Václav Černý's Parrhesia

Peter Steiner

Thursday 23 May 2024

14:00 - 14:45

UNIFR-3024

My presentation examines Černý’s ideas against the background of the aesthetics of his teacher—Otakar Zich—for whom "personality value" [hodnota osobnostní] was the cornerstone of his artistic axiology. But while Zich leaves the notion of personality vague, Černý conceives it as an embodiment of the three essential qualities: freedom, character, and the transcendence of existence. Moreover, he does not arrive at these features by objectifying observation but through subjective introspection, and I will illustrate how Černý, throughout his oeuvre, presents himself as endowed with these three characteristics. Commitment to such virtues structures his discursive modality, making him a practitioner of parrhesia, the free and direct expression of personal beliefs, a testament to the individual's courage and commitment to truth. But parrhesia, according to Foucault, is more than that. It is the “aesthetics of life”: taking care of the self as a practice of freedom, cultivating one’s existence in the art-like terms of autonomy, self-regulation, and self-justification.

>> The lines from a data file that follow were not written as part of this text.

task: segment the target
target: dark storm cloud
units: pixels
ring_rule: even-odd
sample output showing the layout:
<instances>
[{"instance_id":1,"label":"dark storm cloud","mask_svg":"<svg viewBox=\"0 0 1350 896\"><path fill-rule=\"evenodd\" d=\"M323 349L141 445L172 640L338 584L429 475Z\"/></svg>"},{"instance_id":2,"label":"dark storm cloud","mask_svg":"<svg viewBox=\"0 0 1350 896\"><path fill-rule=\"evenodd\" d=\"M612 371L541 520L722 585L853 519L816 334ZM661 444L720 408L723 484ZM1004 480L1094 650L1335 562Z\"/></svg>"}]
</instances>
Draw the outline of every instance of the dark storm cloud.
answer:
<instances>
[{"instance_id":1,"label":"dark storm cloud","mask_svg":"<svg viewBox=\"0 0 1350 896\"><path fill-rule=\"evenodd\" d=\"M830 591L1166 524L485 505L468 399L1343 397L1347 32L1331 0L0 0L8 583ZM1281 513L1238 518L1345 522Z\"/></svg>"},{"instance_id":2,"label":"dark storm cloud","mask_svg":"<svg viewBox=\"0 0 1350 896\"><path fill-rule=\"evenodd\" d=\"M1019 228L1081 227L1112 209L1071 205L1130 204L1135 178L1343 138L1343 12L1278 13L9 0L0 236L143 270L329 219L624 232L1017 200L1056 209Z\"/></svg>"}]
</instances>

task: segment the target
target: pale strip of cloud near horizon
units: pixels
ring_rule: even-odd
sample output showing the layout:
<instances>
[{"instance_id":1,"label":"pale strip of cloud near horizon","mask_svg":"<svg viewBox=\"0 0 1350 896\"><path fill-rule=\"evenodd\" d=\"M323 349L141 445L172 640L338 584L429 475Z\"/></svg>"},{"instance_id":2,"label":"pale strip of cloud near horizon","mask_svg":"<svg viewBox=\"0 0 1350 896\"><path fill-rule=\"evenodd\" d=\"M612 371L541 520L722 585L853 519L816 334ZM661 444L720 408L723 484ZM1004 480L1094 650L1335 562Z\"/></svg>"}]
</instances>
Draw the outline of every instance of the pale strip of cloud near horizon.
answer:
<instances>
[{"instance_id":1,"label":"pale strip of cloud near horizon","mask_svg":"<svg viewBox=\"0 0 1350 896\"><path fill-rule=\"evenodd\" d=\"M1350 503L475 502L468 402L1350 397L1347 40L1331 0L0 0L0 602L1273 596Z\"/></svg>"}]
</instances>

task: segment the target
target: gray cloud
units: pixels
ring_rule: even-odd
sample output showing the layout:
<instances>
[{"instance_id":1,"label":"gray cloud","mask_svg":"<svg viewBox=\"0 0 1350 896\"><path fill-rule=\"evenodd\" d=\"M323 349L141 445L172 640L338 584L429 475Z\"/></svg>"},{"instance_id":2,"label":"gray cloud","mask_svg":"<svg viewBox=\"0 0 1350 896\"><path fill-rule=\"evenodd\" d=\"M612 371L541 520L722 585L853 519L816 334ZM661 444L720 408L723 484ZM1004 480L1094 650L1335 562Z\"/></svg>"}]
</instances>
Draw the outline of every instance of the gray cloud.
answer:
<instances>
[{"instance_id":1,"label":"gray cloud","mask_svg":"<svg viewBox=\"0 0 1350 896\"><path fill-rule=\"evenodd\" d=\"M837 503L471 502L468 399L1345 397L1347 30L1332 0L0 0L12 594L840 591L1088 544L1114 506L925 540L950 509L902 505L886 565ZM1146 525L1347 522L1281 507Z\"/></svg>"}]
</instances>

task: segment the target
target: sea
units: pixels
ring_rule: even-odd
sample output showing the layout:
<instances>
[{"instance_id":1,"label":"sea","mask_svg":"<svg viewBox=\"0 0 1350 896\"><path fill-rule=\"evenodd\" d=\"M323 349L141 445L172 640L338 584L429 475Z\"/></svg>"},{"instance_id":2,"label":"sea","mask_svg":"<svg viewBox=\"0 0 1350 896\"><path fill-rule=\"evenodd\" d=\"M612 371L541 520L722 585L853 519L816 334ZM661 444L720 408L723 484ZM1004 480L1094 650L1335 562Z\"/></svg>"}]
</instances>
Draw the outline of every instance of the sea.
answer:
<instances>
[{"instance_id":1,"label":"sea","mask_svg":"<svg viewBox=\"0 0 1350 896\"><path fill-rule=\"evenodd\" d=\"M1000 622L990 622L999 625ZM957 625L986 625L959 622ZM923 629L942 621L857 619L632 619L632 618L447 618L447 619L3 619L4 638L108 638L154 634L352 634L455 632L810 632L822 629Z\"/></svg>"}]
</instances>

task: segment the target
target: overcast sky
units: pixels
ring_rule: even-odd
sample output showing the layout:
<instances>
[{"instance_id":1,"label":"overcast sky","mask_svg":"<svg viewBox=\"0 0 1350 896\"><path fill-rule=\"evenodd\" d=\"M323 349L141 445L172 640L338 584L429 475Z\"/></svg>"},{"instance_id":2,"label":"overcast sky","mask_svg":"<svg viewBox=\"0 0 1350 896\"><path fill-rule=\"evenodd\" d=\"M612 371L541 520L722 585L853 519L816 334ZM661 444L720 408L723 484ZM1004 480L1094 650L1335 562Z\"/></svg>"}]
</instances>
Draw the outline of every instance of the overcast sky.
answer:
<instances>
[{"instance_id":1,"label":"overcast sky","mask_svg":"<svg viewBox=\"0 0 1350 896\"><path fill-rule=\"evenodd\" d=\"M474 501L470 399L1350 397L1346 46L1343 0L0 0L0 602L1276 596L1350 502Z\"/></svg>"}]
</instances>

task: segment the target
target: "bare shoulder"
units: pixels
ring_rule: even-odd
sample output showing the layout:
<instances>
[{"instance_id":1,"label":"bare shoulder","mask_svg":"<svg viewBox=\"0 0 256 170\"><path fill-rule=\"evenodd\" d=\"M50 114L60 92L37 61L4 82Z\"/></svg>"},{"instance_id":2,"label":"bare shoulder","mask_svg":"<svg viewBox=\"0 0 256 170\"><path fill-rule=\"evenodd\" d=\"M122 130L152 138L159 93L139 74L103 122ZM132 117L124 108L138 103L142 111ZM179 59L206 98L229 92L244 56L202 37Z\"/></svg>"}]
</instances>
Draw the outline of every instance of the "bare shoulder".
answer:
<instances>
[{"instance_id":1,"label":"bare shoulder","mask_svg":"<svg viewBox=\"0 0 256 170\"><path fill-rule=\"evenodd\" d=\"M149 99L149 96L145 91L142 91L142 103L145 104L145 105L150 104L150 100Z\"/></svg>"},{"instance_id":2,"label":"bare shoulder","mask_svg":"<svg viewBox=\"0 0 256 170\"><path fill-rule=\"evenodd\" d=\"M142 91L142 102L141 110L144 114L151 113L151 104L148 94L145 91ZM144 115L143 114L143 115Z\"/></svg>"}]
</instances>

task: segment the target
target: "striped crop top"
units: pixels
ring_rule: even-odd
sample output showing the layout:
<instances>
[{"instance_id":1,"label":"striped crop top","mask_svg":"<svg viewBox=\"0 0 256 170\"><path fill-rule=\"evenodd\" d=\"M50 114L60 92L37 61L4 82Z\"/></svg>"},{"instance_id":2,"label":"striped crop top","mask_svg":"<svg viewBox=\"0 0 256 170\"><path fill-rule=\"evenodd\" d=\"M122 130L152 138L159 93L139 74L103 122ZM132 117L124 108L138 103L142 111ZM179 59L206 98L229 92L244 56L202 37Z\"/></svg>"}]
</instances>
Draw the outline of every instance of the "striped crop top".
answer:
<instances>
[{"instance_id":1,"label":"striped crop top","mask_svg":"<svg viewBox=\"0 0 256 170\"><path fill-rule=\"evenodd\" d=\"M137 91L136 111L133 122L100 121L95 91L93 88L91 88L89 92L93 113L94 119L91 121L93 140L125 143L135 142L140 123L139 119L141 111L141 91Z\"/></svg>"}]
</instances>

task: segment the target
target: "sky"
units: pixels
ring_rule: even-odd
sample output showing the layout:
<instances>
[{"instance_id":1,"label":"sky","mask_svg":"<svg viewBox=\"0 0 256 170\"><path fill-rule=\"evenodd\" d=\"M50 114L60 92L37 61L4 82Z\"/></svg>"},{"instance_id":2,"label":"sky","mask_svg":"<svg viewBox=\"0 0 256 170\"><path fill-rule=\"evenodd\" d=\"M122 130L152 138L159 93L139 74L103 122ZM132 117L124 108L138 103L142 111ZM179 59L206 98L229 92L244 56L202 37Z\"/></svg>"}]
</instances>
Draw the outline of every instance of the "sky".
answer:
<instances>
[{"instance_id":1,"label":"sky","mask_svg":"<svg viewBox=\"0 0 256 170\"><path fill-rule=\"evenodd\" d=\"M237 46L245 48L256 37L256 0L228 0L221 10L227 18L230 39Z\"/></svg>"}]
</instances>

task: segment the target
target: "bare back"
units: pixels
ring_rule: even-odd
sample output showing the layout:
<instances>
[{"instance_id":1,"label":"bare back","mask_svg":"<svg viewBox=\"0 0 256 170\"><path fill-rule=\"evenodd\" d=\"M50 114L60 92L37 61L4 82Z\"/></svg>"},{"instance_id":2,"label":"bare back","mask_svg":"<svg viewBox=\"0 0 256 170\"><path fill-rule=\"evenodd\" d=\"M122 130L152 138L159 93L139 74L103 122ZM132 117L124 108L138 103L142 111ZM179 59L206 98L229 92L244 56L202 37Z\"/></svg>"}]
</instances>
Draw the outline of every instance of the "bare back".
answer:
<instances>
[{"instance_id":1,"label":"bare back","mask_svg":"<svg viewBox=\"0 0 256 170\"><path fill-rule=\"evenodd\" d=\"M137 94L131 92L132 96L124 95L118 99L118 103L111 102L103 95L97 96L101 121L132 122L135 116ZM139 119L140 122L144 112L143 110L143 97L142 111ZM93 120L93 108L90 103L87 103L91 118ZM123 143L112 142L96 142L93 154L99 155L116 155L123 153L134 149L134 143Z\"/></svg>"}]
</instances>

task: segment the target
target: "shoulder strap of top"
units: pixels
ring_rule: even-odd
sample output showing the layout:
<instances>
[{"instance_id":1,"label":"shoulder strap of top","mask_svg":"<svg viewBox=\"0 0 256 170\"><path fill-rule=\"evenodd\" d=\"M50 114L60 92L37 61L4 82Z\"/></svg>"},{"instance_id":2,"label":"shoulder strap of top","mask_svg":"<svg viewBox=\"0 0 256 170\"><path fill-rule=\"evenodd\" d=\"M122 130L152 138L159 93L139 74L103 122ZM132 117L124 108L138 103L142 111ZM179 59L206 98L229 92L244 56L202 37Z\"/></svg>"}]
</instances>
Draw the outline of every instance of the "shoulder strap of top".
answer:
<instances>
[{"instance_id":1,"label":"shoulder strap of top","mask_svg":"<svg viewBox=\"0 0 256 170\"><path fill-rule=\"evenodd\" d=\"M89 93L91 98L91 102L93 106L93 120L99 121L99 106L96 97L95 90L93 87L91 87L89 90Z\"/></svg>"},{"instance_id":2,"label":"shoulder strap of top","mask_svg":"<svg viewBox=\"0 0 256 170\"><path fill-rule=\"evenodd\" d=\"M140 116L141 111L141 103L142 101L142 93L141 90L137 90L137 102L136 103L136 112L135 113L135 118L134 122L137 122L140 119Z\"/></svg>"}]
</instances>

In this vein, for Černý, the highest form of creativity is not an artwork by itself but its author’s “personalization” [zosobnění], “the silent inner task [...] informing the matter inseparable from the individual, his soul, and spirit, inherent character, feeling, instinct, will, and intellect [bringing them] into an original relationship, a peculiar new expression whose name is personality.”